I’m also using Twitter to network and communicate with journalists and find story ideas.
Thanks to Twitter, my professional network is much larger and more diverse than it was when I just depended on in real life networking.
Twitter not just helps me professionally, it has also been a big help to me personally.
Building Relationships on Twitter
Whenever I travel to a new city, one of the first things I do is ask the Twitterverse for dinner and entertainment recommendations.
One of my great loves is baseball, and I’ve bonded with both fans of my hometown St.

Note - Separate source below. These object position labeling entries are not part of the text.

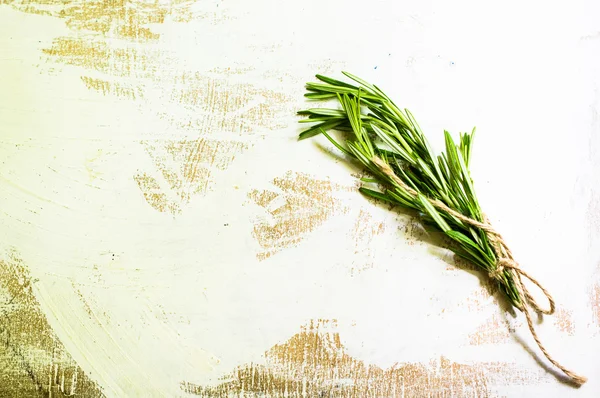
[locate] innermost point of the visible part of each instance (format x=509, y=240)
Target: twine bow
x=505, y=263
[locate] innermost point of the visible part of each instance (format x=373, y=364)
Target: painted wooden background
x=163, y=233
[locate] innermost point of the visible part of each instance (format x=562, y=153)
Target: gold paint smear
x=33, y=362
x=154, y=195
x=186, y=166
x=105, y=87
x=114, y=18
x=303, y=205
x=494, y=331
x=95, y=54
x=363, y=234
x=314, y=363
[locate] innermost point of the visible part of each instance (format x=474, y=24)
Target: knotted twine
x=505, y=263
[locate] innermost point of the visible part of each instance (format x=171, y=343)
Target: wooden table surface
x=164, y=234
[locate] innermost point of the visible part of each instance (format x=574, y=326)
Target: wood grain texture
x=162, y=232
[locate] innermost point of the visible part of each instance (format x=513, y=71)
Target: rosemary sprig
x=390, y=144
x=379, y=129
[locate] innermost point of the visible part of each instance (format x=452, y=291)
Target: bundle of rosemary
x=389, y=143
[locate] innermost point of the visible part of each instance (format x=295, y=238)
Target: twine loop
x=505, y=266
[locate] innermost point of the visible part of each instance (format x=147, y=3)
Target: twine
x=505, y=264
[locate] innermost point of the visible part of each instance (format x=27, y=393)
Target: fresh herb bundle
x=388, y=142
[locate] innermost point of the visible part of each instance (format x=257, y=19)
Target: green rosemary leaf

Louis Cardinals and fans of the game in general.
I’ve also met some people who have become dear friends, and that community I created was a huge comfort to me when I lost my father to cancer.
And it’s all based on relationship building.
So, how do you create a Twitter network?
You get out of Twitter what you put into it, and that means you need to put in some time and effort.
You need to find people to follow.
The easiest way to do that when starting out is by looking at those Twitter recommends for you to follow.
Another easy way is to search an interest.
Whenever I look for new public relations professionals to follow, I search “public relations” and see who comes back.
I also look at the follows of other Twitter members whom I enjoy interacting with and add to my follows.
Some of those I tweet with regularly have also introduced me to others.
How to Network on Twitter
Recently, a fellow PR professional introduced me to a colleague of hers because we had both tweeted about enjoying Bruce Springsteen’s autobiography.
That fellow Springsteen fan is now one of my favorites to engage with on Twitter.
We tweet to each other about both public relations and mutual interests such as music and baseball.
It takes time to grow a Twitter network, but the rewards are great.
It’s not enough to just create an account and follow people.
You need to engage with them by responding to their tweets.
You also need to post your own content.
There is nothing worse than someone who creeps on Twitter, meaning they read other people’s tweets without responding to them or without tweeting their own content.
Don’t be afraid to join a conversation or start one of your own.
A simple “Does anyone have any Netflix recommendations?” tweet can yield some great conversations, not to mention some great viewing recommendations.
Using Twitter to Network and Engage PR Students
A public relations professor I follow uses Twitter to engage her students outside of the classroom.
They post articles and content with a class hashtag, which their professor shares with her Twitter network.
I enjoy this content, and whenever I see an article that I think might interest her students, I tweet her a link so she can share it with them.
She has invited me to be a guest speaker at several of her classes, and I always enjoy the opportunity to engage with future PR professionals and answer their questions about the business.
Again, all because of building relationships on Twitter.
The Bad Should Not Overshadow the Good
We hear a lot these days about Twitter trolls and harassment and people using social media platforms for horrible activities.
Unfortunately, that happens, and it can get pretty ugly.
But we must not let the bad overshadow the good.
Twitter is still a great place to network and build relationships, and as I proved, even find a job.
As for me, I am still live tweeting Scandal on Thursday nights, and so is my boss.
The upcoming season will be the show’s last, so it will be our last for live tweeting, as well.